In the newly opened EQ window, check the right part of screen, and click "Equalizer". Chances are our equalizer/DSP is not listed by REW. So, just choose "Generic"









Now, see that EQ filters button on top of the screen?
Click, and it will open a new window.
Here, we should only enable how many EQ channel we have according to the DSP.
For example, if our DSP has 10 channels EQ for midbass, uncheck 11-20 in REW.


----------



## masswork (Feb 23, 2009)

Another general thing to consider when using REW is to correctly set speaker type and target level.

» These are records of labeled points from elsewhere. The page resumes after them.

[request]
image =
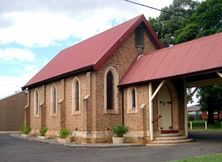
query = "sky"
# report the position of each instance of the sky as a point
(32, 32)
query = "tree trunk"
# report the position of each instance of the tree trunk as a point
(210, 115)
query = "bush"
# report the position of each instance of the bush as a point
(63, 133)
(43, 131)
(26, 130)
(120, 130)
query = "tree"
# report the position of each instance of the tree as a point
(211, 100)
(199, 19)
(166, 24)
(206, 20)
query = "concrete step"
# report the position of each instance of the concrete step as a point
(170, 138)
(169, 135)
(165, 142)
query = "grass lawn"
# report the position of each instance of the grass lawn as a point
(200, 125)
(208, 158)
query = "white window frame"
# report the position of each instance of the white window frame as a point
(74, 111)
(130, 108)
(52, 100)
(36, 105)
(116, 83)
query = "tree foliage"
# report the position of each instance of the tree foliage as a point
(206, 20)
(199, 19)
(166, 24)
(211, 100)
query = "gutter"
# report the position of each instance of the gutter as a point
(62, 76)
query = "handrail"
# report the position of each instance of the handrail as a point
(155, 120)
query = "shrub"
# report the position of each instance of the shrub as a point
(43, 131)
(26, 130)
(120, 130)
(63, 133)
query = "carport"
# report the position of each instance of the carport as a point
(194, 64)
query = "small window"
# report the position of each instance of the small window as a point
(139, 37)
(76, 95)
(54, 99)
(110, 90)
(36, 107)
(133, 98)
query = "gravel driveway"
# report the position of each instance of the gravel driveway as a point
(22, 150)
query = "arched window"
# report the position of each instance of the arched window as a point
(133, 98)
(111, 81)
(110, 90)
(54, 99)
(36, 102)
(76, 94)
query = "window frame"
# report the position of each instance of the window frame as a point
(130, 108)
(54, 100)
(74, 110)
(36, 105)
(115, 109)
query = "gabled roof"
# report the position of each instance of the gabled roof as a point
(193, 108)
(91, 53)
(200, 55)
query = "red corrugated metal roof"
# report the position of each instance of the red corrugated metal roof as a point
(191, 57)
(92, 52)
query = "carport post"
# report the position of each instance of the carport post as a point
(185, 110)
(151, 97)
(150, 111)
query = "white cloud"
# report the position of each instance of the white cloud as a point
(51, 21)
(9, 84)
(18, 54)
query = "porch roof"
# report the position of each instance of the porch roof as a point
(193, 57)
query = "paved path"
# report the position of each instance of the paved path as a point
(21, 150)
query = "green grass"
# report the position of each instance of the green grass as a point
(208, 158)
(200, 125)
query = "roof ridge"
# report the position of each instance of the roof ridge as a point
(185, 43)
(93, 36)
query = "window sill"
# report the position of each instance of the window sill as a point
(53, 115)
(132, 111)
(111, 111)
(74, 113)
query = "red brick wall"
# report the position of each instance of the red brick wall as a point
(12, 112)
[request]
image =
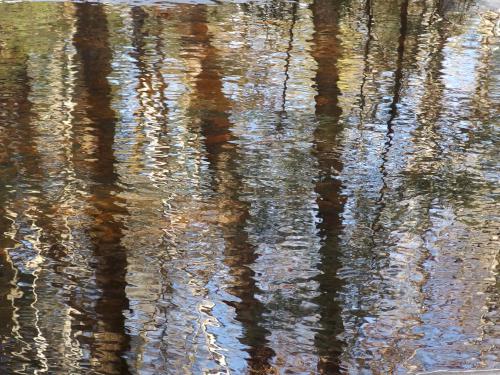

I adjust the target level until "target" is in the middle of speaker's measured response.


----------



## Black Rain (Feb 27, 2011)

I don't think that anyone has gone to this much detail in describing their tuning process at this level. The fact that you actually are showing the inner workings of REW is another reason why I am following this build. Keep it coming Mass.


----------



## cochiloco (Feb 21, 2015)

Very helpful information. Thanks !


----------



## masswork (Feb 23, 2009)

Black Rain said:


> I don't think that anyone has gone to this much detail in describing their tuning process at this level. The fact that you actually are showing the inner workings of REW is another reason why I am following this build. Keep it coming Mass.


Yeah, the tuning process needs to be in detail 

I've been using REW since v4 when it can only equalize sub frequency region.
I think 5 years back had a discussion with John to make it full range, and then REW v5 comes  
Guess i'll share my REW-ing method in my build thread here.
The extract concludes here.